Snow - or should that be "Slow"?

Any form of art is, as we all know, subjective. Beauty is in the eye of the beholder and all that. So, if Snow, by Orhan Pamuk is one of your all time favourite books, then please look away now. Highly lauded with multiple 4 and 5 star reviews, I was hopeful that, despite my husband's warnings, this was a book I could get my teeth into. It's opening premise is great - we journey with Ka, a poet and political exile, as he travels on the bus to Kars, a town on the Turkish border. It is snowing hard and memories of his childhood in this place bubble up. He has been assigned to write a story about a worrying "epidemic" of young religious girls who are committing suicide, supposedly as a result of being forbidden from wearing their headscarves. However, when the town is cut off due to a blizzard, Ka finds himself caught in the middle of religious and political turmoil, including a theatrical coup. In the midst of this, Ka falls in love with the beautiful Ipek, who he tries to persuade to come back to Germany with him when the roads reopen again. Obsessed with the snow and his burgeoning love, Ka starts writing poems and hits a creative goldmine over the three days that the action takes place. But Ka cannot ignore the politics and is unwittingly caught between both sides. Needless to say, this doesn't end well.
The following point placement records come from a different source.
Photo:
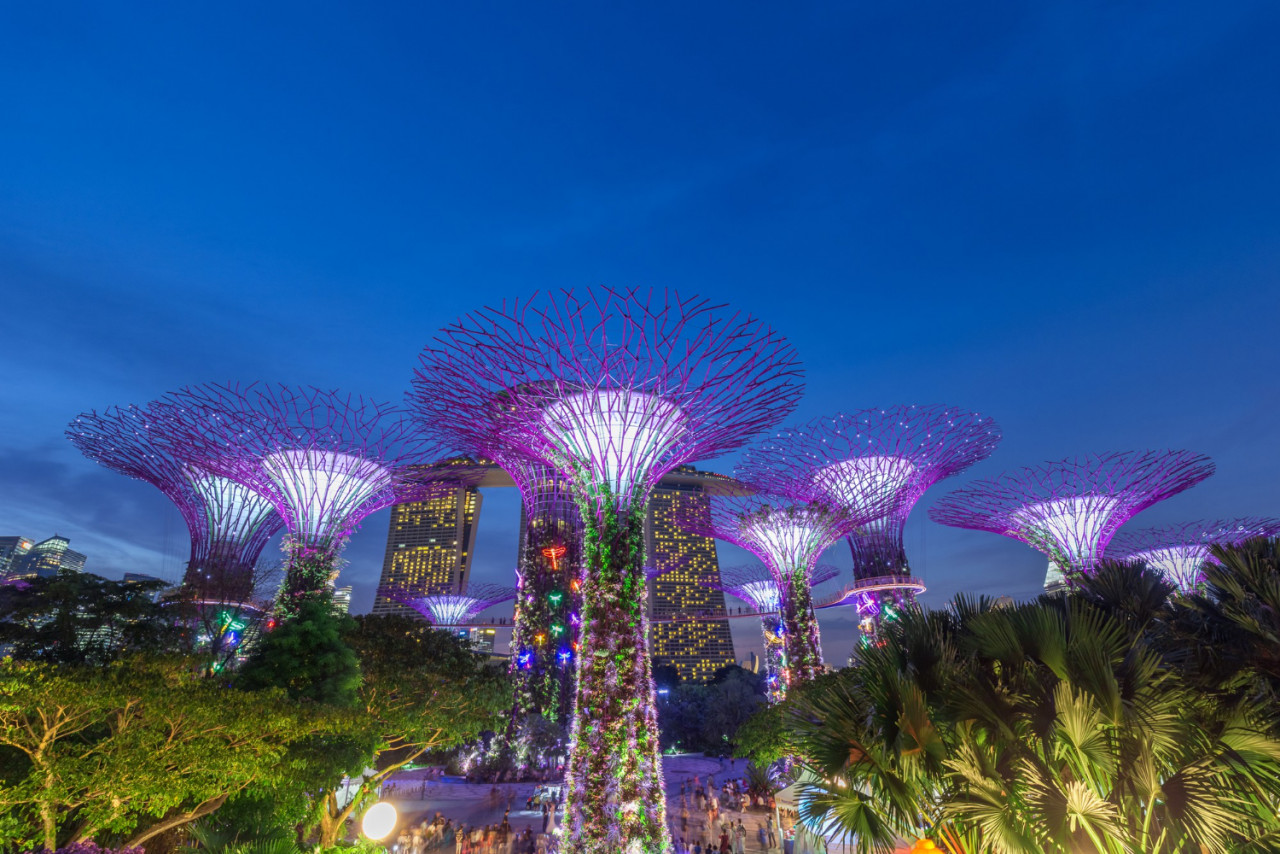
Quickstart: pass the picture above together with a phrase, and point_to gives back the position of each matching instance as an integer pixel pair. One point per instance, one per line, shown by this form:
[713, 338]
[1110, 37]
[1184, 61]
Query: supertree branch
[755, 585]
[615, 388]
[229, 524]
[1182, 551]
[887, 455]
[452, 610]
[789, 538]
[325, 460]
[1070, 510]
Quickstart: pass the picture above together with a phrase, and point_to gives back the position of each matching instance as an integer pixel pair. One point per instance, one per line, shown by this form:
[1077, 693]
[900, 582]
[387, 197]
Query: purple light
[325, 460]
[1182, 551]
[886, 457]
[453, 610]
[229, 524]
[1070, 510]
[615, 388]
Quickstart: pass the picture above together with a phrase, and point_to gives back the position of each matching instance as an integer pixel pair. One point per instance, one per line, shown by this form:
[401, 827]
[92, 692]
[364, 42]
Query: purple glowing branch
[452, 610]
[229, 524]
[613, 387]
[789, 537]
[1070, 510]
[325, 460]
[1182, 551]
[854, 457]
[755, 584]
[885, 457]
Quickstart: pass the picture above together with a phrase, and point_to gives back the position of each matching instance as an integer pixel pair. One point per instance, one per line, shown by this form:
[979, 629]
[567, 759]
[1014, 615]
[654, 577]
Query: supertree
[548, 604]
[615, 388]
[453, 610]
[789, 535]
[888, 456]
[755, 585]
[874, 601]
[324, 459]
[1182, 551]
[229, 524]
[1070, 510]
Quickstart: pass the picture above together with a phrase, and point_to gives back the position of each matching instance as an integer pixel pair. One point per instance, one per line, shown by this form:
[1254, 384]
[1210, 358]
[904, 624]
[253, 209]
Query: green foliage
[708, 717]
[81, 619]
[1064, 725]
[1232, 629]
[307, 657]
[131, 749]
[421, 690]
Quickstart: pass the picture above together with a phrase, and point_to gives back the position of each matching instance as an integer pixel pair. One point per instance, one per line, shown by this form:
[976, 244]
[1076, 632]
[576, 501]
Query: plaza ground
[417, 798]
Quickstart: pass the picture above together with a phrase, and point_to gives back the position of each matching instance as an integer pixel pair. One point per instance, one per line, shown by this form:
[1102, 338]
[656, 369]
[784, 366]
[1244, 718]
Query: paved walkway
[419, 799]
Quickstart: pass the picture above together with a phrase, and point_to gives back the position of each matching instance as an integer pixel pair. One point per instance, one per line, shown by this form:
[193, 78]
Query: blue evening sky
[1065, 215]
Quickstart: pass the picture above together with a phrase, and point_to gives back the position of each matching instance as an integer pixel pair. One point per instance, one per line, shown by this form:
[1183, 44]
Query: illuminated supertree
[548, 606]
[1182, 551]
[324, 459]
[229, 524]
[1070, 510]
[755, 585]
[615, 388]
[887, 456]
[789, 535]
[453, 610]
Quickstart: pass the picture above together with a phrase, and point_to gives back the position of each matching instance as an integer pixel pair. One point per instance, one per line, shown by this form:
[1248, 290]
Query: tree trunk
[177, 820]
[615, 802]
[803, 645]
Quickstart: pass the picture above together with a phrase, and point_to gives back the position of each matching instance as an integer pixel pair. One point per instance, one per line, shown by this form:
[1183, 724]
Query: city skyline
[963, 213]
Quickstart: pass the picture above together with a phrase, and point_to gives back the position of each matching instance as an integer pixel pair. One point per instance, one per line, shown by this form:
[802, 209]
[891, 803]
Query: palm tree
[1054, 726]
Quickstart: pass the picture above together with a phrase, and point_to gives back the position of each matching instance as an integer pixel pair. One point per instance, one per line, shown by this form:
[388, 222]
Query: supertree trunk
[545, 631]
[615, 733]
[775, 656]
[800, 630]
[307, 571]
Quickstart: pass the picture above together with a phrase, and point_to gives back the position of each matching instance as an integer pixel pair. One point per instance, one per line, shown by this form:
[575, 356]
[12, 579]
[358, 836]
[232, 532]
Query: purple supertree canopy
[1182, 551]
[754, 584]
[887, 456]
[324, 459]
[785, 534]
[1070, 510]
[613, 387]
[229, 524]
[451, 610]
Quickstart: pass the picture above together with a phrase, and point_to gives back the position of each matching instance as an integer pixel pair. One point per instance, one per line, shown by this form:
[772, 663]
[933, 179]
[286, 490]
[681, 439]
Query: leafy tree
[307, 657]
[82, 619]
[129, 750]
[1054, 726]
[421, 690]
[707, 716]
[1230, 630]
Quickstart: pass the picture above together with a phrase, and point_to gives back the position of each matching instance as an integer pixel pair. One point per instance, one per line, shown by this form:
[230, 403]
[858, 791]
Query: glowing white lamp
[379, 821]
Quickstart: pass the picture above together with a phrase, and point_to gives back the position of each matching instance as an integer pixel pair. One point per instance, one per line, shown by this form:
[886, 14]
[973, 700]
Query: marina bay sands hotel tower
[430, 546]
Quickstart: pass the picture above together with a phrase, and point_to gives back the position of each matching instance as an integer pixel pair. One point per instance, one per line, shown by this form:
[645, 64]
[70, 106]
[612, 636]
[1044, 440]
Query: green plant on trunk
[615, 734]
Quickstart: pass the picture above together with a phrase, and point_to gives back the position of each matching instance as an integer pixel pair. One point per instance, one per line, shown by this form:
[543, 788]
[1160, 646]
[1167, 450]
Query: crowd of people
[711, 827]
[442, 836]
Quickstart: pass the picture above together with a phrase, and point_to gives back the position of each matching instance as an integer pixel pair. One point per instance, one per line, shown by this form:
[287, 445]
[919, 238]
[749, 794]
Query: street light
[379, 821]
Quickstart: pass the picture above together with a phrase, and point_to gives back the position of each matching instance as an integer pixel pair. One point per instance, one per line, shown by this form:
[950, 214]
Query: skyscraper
[48, 557]
[695, 648]
[429, 548]
[12, 551]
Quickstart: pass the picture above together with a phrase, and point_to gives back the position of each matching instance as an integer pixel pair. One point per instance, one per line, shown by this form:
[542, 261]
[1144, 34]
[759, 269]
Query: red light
[554, 553]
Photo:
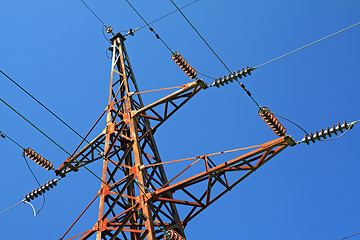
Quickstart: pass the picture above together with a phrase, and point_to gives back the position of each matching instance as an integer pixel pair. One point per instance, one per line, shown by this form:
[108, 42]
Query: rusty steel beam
[136, 199]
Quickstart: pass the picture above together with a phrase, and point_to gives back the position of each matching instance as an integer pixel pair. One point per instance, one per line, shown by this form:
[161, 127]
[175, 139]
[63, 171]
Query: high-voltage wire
[169, 14]
[307, 45]
[27, 164]
[163, 16]
[51, 112]
[200, 35]
[93, 13]
[58, 145]
[150, 28]
[248, 93]
[349, 236]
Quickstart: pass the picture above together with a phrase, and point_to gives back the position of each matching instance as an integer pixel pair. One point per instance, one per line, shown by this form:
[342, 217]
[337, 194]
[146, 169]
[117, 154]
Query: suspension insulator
[323, 133]
[38, 159]
[171, 234]
[271, 121]
[232, 77]
[184, 65]
[39, 191]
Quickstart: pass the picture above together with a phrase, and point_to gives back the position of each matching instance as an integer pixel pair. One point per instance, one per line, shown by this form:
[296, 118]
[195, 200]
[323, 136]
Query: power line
[37, 183]
[169, 14]
[93, 13]
[308, 45]
[4, 135]
[58, 145]
[22, 201]
[31, 171]
[350, 236]
[24, 90]
[200, 36]
[292, 123]
[34, 126]
[150, 28]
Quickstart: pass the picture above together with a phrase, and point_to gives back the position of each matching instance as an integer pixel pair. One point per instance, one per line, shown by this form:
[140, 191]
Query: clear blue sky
[56, 51]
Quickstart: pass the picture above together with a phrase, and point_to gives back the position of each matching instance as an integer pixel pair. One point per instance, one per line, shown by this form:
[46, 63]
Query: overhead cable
[51, 112]
[200, 35]
[93, 13]
[307, 45]
[58, 145]
[150, 28]
[349, 236]
[168, 14]
[32, 173]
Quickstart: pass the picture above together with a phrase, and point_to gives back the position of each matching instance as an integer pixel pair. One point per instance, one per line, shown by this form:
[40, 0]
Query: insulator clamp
[39, 191]
[323, 133]
[231, 77]
[171, 234]
[272, 121]
[184, 65]
[38, 159]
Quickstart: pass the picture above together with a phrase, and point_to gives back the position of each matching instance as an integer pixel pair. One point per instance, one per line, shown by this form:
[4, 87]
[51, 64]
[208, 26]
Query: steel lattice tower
[137, 201]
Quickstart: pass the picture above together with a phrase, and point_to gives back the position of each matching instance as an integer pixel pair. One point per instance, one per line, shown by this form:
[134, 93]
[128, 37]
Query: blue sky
[56, 51]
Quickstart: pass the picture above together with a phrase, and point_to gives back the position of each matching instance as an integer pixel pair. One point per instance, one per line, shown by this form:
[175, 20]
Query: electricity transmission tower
[137, 200]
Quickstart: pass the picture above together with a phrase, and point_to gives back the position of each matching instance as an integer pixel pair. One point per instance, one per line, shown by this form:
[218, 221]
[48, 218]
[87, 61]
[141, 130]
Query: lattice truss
[137, 200]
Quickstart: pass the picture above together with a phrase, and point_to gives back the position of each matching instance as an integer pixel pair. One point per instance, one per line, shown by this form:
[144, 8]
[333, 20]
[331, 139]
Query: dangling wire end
[25, 201]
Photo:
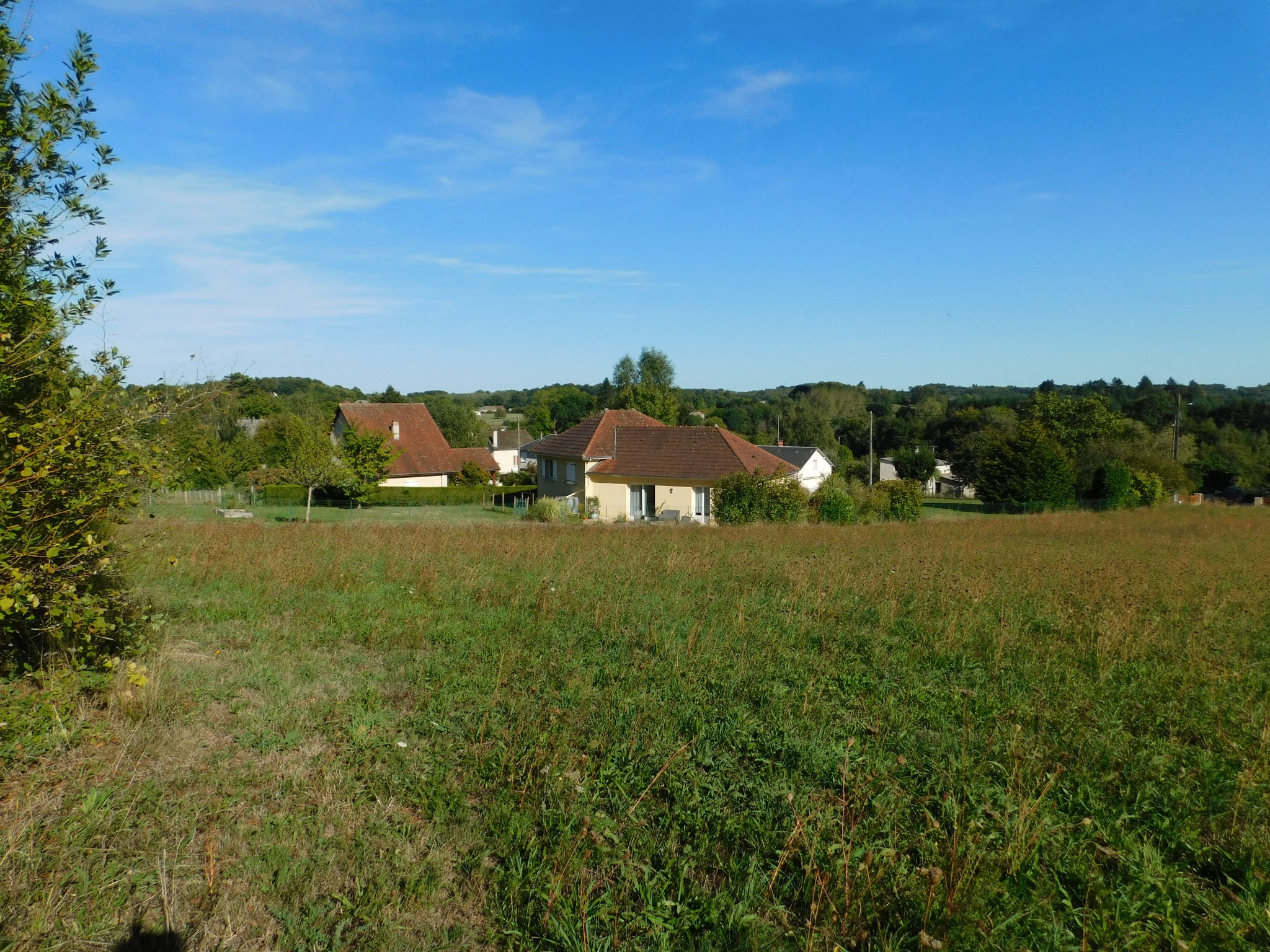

When I read what I've written so far, it sounds like a good story, and the bones of it are, but unfortunately, for me, the execution of telling this tale was dreary, depressing and dull. There is so much focus on the snow that it starts to get really irritating. Ka has no backbone. Other characters feel incredibly shallow. There is a lot of sitting around expounding on the beliefs of the different sides. Repetitious, confusing and frustrating. It left me not caring about any of the characters at all. It took me ages to read because I just couldn't get into it, which made me dislike it even more! I don't think I've ever given up on a book before, but this one was pretty close. If it hadn't been for trying to get through the PopSugar challenge, I probably would have put it to one side and moved on! So glad it's over!

POPSUGAR Challenge 2018 prompt 24: A book with a weather element in the title.

My STAR rating: TWO.

Length: 448 print pages.
Price I paid: free, borrowed from my husband (he did warn me!)
Formats available: print, unabridged audio download, audio CD, ebook.